The question then turned to whether Clark was prejudiced by having his for-cause strike denied. And the Court found that there was prejudice because “Clark was forced to exhaust her peremptory challenges and accept an objectionable juror.” It noted that this is a bright-line rule.
The fact that the jury didn’t find Dr. Mattar negligent is beside the point because had she not had to use her peremptory on Miller and gotten to strike Juror 3 as she wished, that one juror certainly could have caused the entire jury to come to a different outcome. We agree with Clark that there is no way to speculate what impact a single different juror may have had here and there is no reason to do so.
Justices Massa and Slaughter each separately disagreed with the Court’s opinion. Justice Massa agreed that Miller should have been stricken, but believes that granting a new trial is a disproportionate remedy.
My concern then and now is that error by a trial court in failing to dismiss a juror for cause will always result in a new trial, so long as the moving lawyer subsequently uses all her peremptory strikes, then objects to the last juror seated without even giving a reason, saying (even disingenuously), “I would have used a peremptory on this juror but I’m all out.”
Justice Massa would adopt the federal test, which would not give a new trial if a juror who should have been excused for cause is excused via a peremptory challenge.
Justice Slaughter would go further. He disagreed with the conclusion that the trial court erred because
The standard of review here is key. Had the trial judge ruled the other way, finding that the prospective juror was biased and that Tammi Clark was entitled to a for-cause strike, I likewise would have deferred to that finding and held that the judge did not abuse his discretion.
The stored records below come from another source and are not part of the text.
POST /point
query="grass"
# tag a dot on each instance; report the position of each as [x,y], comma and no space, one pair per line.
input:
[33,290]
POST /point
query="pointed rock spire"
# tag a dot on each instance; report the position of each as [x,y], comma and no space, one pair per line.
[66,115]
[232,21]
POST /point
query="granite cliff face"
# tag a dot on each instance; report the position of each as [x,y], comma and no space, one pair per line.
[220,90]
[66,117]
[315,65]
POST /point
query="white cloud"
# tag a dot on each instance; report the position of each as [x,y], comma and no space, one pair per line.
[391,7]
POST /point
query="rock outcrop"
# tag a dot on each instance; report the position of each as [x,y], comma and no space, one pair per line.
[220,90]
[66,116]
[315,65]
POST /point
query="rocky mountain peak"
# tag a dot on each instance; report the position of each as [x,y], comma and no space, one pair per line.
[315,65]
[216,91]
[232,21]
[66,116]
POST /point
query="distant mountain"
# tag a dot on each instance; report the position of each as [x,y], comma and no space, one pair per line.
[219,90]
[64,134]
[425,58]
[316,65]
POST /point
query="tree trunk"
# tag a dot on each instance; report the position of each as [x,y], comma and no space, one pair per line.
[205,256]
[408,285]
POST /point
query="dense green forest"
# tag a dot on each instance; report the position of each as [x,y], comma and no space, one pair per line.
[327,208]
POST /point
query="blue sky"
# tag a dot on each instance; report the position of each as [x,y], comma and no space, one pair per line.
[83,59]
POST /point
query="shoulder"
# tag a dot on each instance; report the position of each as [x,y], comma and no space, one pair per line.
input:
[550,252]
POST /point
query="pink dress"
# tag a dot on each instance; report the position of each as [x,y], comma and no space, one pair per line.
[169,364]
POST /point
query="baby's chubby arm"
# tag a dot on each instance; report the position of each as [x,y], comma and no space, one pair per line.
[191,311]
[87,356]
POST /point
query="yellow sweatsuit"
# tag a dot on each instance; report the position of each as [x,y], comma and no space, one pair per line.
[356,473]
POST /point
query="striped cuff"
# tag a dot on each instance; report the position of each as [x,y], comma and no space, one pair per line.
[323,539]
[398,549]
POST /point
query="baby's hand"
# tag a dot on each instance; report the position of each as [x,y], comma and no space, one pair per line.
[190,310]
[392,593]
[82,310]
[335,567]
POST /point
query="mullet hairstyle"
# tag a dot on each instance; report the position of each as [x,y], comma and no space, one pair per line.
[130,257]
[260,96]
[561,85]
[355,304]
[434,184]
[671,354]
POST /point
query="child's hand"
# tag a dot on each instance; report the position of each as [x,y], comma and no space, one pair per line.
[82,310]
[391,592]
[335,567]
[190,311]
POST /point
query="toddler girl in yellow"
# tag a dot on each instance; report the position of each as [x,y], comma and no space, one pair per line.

The fact is, the record contains evidence supporting either finding…. I cannot agree with the Court’s conclusion today that it was “illogical” for the trial judge, who saw counsel’s colloquy with the prospective juror first-hand, to rule as he did. Indeed, the juror’s own questionnaire recited what the trial judge found, which is that he did not want to serve as a juror.
He felt that this lack of deference “threatens to upend the careful balance … between, on the one hand, the generous (some say “disproportionate”) remedy of a new trial for a jury-selection error and, on the other, a reviewing court’s overwhelming deference to the trial court’s ‘great discretion’ when ruling on motions to strike prospective jurors for cause.”
Without a deliberately high bar for finding reversible error, we face the real prospect of ordering new trials in myriad situations where the likely prejudice to the wronged party is doubtful—a prospect that would undermine Oswalt’s expressed interest in “judicial economy.” Granting a new trial in such circumstances because of a jury-selection finding with which we disagree, despite our duty to afford “substantial deference” to such findings, with no showing of resulting prejudice, strikes me as highly uneconomic.
1. If a juror expresses bias and is not rehabilitated, the court should strike him for cause even if the expression of bias is obviously motivated by a desire to avoid jury service.
2. When you lose a proper challenge for cause at trial, you preserve a bright-line issue for appeal by: (1) striking that juror with a peremptory challenge, (2) exhausting your peremptories, and (3) identifying on the record another juror as objectionable and for whom you would have used a peremptory if one had been available.
3. As opposing counsel, rehabilitate if possible.